Sails the unshadowed main

The venturous bark that flings

On the sweet summer wind its purpled wings,

In gulfs enchanted, where the Siren sings,

And coral reefs lie bare,

Where the cold seamaids rise to sun their streaming hair.

Its webs of living gauze no more unfurl;

Wrecked is the ship of pearl!

And every chambered cell,

Where its dim dreaming life was wont to dwell,
As the frail tenant shaped his growing shell,
Before thee lies revealed

Its irised ceiling rent, its sunless crypt unsealed!

Year after year beheld the silent toil
That spread his lustrous coil;

Still, as the spiral grew,

He left the past year's dwelling for the new,
Stole with soft step its shining archway through,

Built up its idle door,

Stretched in his last found home, and knew the old no more.

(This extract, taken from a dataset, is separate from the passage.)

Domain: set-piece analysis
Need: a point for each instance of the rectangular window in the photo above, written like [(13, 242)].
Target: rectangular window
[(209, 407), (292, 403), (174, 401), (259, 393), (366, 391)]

Thanks for the heavenly message brought by thee,

Child of the wandering sea,

Cast from her lap, forlorn!

From thy dead lips a clearer note is born
Than ever Triton blew from wreathed horn!

While on mine ear its rings,

Through the deep caves of thought I hear a voice that sings:

"Build thee more stately mansions, O my soul,

As the swift seasons roll!

Leave thy low-vaulted past!

Let each new temple, nobler than the last,
Shut thee from heaven with a dome more vast,

Till thou at length art free,

Leaving thine outgrown shell by life's unresting sea!"